Por fin llega, saca la tarjeta de acceso y al ponerla sobre el torniquete: saldo insuficiente.
Las reglas funcionan en su cerebro y si no paga no entra, así que decide intentar caminar. Si el bus
tarda media hora para llegar a mi parada de pronto caminando me demore una hora y media, pensó
en su ingenuidad agarrando la maleta y atravesando la calle.
Y, ¿si me pierdo? Si no camino tendré que acostarme con unos periódicos bajo el puente de la
Caracas, y ¿si me roban?, esos allá me están mirando desde hace rato, y ¿si por estar mirando la
gente mucho paso la calle y me deja pintado en el piso un carro?, hay tanto ruido que me siento
desorientado, y ¿si lo único que falta es que se vaya la luz y mi cuerpo desaparezca en la oscuridad,
sin rastro?
La luz de un semáforo parpadeaba en un intermitente amarillo cuando el viento lo empujay su
instinto lo hace correr hasta caer sin aliento y rasparse las rodillas frente a una estación que
desconocía. ¿Era la lluvia o el llanto lo que caía en su cara? Sonó el celular que creyó apagado. Era su
abuelita. Ya iban por él, pero tenía que esperar.
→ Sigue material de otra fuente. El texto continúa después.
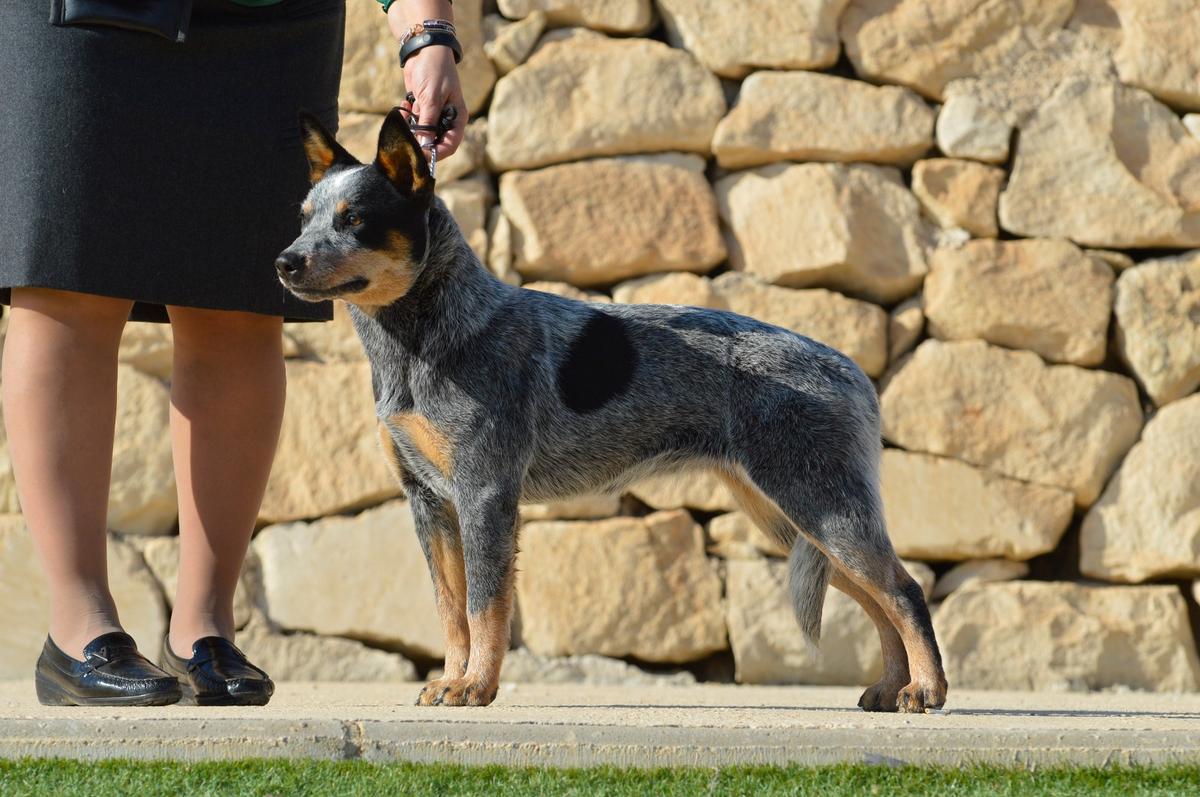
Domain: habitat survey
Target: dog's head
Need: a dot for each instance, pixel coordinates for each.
(364, 227)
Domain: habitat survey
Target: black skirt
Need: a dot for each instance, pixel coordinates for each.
(171, 174)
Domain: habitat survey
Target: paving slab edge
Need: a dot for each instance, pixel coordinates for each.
(571, 745)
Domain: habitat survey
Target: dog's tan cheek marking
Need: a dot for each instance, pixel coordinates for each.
(450, 591)
(390, 273)
(427, 439)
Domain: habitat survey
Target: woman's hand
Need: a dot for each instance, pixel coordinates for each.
(431, 73)
(432, 77)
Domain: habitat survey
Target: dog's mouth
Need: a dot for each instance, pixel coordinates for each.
(321, 294)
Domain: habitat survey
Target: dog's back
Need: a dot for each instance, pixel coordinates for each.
(625, 390)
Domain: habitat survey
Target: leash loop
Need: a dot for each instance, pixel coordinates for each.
(438, 131)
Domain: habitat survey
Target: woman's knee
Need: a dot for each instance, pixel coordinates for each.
(238, 335)
(72, 309)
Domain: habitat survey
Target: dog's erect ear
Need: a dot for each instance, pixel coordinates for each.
(400, 156)
(323, 151)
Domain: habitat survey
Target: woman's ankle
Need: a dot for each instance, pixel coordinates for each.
(185, 630)
(73, 634)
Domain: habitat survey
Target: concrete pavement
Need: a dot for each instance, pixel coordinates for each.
(564, 725)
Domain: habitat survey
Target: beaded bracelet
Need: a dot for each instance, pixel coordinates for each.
(387, 4)
(427, 25)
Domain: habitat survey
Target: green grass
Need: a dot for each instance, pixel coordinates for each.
(286, 778)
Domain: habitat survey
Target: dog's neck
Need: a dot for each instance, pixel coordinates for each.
(451, 300)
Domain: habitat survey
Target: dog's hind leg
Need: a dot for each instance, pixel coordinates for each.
(880, 696)
(810, 571)
(852, 534)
Esperar a que alguien viniera a salvarlo o esperar a
que el destino decidiera su suerte.

Comedia

Hay veces que el antojo le gana a la lógica, así que gastar el dinero del pasaje en una empanada con
un bombombum le pareció buena idea a mi yo de 12 años.
“Me voy caminando por la ruta que hace el transmilenio”, pensé, pero con paticas de pato, un celular
descargado, una maleta más grande que mi cuerpo y un sentido de ubicación distorsionado la verdad
no iba a llegar muy lejos.
Calle arriba, calle abajo, un mal cruce y una estación cuyo nombre no conocía. Oficialmente, estaba
perdido, pero mi orgullo me decía que siguiera hacia adelante hasta que llegara.
Yo pensaba que tenía que caminar en línea recta pero obviaba que los buses daban una curva
cuando la calle 80 se unía con la autopista al Norte. Por suerte, el sexto sentido de las abuelitas hizo
que me llamara en el momento preciso cuando dejé de reconocer del todo dónde estaba, lo que
sacó lágrimas como cascadas.
“Pídale a un policía que lo deje colar” y yo sollozaba diciéndole “No…me va…a llevar… a la
cárcel…”. Le tocó a mi padre ir a recogerme. Cuando me vió, acurrucado y lleno de mocos, no me
dijo nada. Ese día prometí que no me volvería a pasar algo así.
Desde entonces me salto la registradora y no pago pasaje.